NHKニュースで「適性検査型入試」「PISA型入試」
☆昨夕15日18時からのNHKニュースで、「適性検査型入試」「PISA型入試」について放映された。公立中高一貫校が人気で、私立中高一貫校には厳しい私学もあり、そういう私学は巻き返すために適性検査型入試を導入しているという構図。
☆6年前に創設された公立中高一貫校「白鴎」については、今年一期生から東大も出ており、進学に力をいれているところが、人気の理由であるということだった。そして他の公立中高一貫校の方向性も同じで、ますます人気が出ているという感覚。
☆それに比べ、東京女子学院は、非常に厳しく、来春巻き返すために「適性検査型入試」を開始するという切り口だった。
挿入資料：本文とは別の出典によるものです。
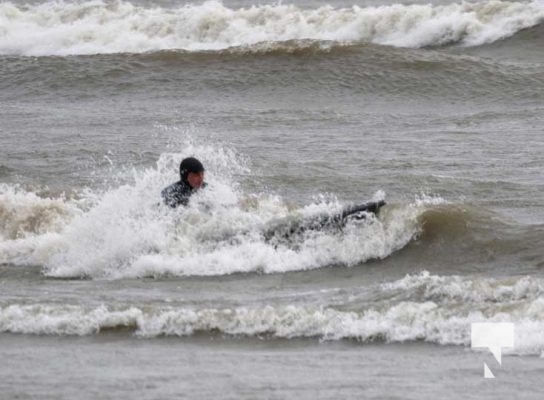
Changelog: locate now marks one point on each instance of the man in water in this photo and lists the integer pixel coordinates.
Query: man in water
(191, 172)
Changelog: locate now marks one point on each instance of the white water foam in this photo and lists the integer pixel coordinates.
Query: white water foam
(409, 320)
(92, 27)
(127, 232)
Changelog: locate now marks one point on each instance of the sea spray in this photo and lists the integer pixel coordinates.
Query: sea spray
(92, 27)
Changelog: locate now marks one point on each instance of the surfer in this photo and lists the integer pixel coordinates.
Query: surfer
(191, 172)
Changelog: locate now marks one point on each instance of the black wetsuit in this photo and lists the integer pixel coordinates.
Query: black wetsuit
(177, 194)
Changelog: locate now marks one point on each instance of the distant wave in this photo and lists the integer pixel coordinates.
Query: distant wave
(430, 308)
(97, 27)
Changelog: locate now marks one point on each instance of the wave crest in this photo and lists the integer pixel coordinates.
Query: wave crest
(96, 27)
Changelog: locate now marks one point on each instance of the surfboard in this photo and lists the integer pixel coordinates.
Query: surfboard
(286, 231)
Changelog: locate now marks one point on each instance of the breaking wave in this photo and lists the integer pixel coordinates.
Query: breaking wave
(98, 27)
(430, 308)
(126, 232)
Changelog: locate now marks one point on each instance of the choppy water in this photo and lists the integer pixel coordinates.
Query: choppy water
(295, 109)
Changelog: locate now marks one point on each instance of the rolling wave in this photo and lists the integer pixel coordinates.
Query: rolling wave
(431, 308)
(97, 27)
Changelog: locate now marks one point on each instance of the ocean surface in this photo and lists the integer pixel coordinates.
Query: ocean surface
(296, 109)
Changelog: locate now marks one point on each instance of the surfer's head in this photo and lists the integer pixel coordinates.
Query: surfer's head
(191, 172)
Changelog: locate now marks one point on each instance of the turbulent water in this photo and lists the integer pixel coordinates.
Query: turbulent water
(296, 109)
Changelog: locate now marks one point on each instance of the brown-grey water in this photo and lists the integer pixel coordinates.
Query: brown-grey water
(295, 109)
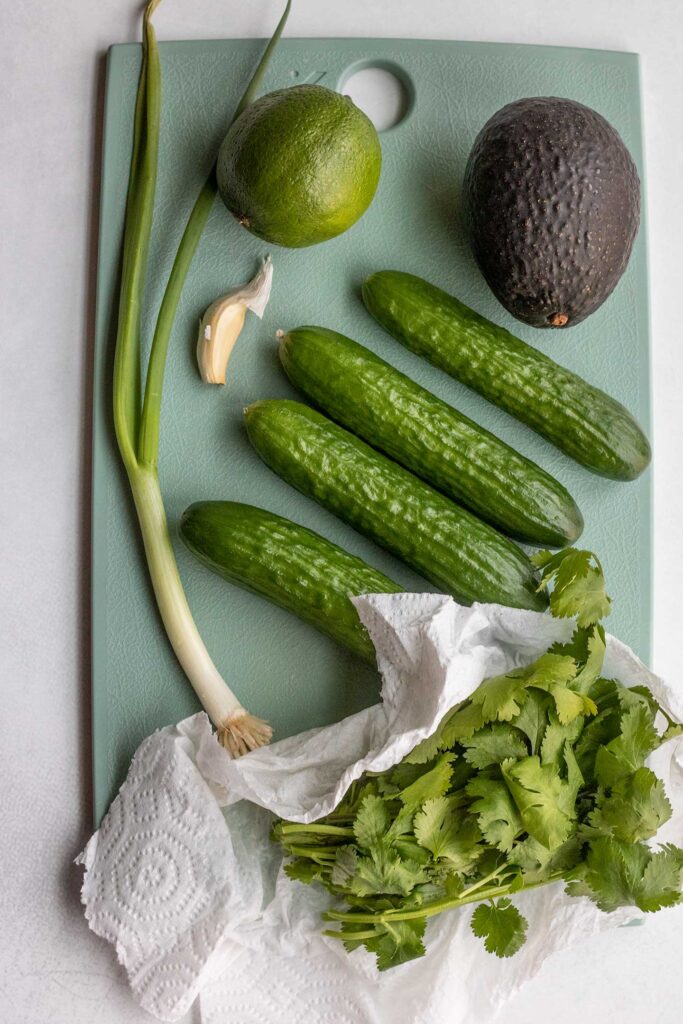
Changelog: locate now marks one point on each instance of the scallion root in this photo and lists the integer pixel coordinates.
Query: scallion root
(242, 732)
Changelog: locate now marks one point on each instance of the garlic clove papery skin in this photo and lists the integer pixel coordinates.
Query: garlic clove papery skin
(222, 323)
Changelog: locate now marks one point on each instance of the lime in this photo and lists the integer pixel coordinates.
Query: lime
(299, 166)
校長インタビューでは、「適性検査型入試導入により、私立中高一貫校の教育について目を開いてもらえるきっかけになってほしい」という旨の語りが放映されていた。
☆一方、いちはやくPISA型入試を実施し、受験生減少に歯止めをかけたケースとして、佼成学園女子が取材されていた。江川教頭は「PISA型入試で入学してきた生徒の特長は、回転が速いし、考える能力が優れていて、学園生活の中でリーダー的存在になることを期待している」と応えていた。PISA型入試で入学してきた生徒もインタビューに「考える授業が楽しい」と答えていた。
☆ニュースという性格上、短い時間に収めなければならないから、大事なところ、つまり本質的なところは難しいのでカットしているのだろうと思いながら聞いていたが、佼成学園女子がPISA型入試を導入したのは、たんに入り口で考える能力のある生徒が欲しいということではないのである。
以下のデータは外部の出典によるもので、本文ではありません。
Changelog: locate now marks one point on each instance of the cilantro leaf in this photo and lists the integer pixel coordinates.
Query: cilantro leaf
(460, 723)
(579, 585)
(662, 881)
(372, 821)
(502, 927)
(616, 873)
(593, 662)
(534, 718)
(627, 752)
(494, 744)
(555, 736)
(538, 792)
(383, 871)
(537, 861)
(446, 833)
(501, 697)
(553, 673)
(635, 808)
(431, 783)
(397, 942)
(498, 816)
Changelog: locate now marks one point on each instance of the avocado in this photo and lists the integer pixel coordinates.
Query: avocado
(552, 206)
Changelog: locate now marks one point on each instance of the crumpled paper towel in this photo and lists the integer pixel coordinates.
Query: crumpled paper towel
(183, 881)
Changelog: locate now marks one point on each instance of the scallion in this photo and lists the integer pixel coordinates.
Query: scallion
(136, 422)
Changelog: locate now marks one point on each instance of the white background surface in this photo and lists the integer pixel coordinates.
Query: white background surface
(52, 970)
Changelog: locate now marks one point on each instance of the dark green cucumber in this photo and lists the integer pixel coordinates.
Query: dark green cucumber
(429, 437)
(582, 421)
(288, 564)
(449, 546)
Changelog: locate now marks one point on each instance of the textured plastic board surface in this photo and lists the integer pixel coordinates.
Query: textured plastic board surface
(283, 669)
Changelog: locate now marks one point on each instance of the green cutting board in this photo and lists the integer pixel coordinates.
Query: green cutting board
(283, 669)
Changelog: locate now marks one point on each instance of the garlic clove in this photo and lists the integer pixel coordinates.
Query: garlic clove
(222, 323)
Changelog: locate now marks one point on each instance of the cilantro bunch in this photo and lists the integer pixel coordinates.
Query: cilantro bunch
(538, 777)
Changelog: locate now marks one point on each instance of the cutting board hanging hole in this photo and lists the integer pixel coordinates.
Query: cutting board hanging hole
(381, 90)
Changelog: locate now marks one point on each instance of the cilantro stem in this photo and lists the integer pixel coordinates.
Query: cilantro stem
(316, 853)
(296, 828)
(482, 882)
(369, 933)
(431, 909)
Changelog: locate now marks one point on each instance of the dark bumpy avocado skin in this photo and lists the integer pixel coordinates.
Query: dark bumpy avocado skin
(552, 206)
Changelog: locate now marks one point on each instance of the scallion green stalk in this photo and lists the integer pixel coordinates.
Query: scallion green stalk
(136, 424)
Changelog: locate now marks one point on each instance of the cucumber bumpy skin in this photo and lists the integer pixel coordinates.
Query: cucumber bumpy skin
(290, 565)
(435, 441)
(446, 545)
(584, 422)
☆同学院の教育には、ニュージーランドなどをはじめ、海外で長期研修するコースがある。海外での学びは、既存の知識をたくさんもっているだけでは、通用しない。あらかじめ知識がないところからでも考える力がなければならない。
☆従来の入試では、この考える力が測れないということではない。そうではなくて、知識がなくても考える力のある生徒を受け入れることができなかったから、考える力だけを測るPISA型入試を作ったのである。
☆もちろん、そうはいっても基本的な知識は必要であるから、そこは従来の入試問題に比べ難しくはないが、きちんと押さえてきてほしいというメッセージを発信しているテストも設定している。
☆ニュースの性格上、外から見た(外延的)情報しか流せないが、本質的には、「知識方法論」が、公立中高一貫校と私立中高一貫校とでは大きく違うという切り口が必要だったかもしれない。
☆公立中高一貫校の問題は確かに考える問題ではあるが、佼成学園女子のPISA型入試とは質が違う。この差異をどうやって認識するか?「知識方法論」の切り口をもった編集者がいないのが、日本の教育コミュニケーションの閉塞状況を乗り越えられない本当の理由だろう。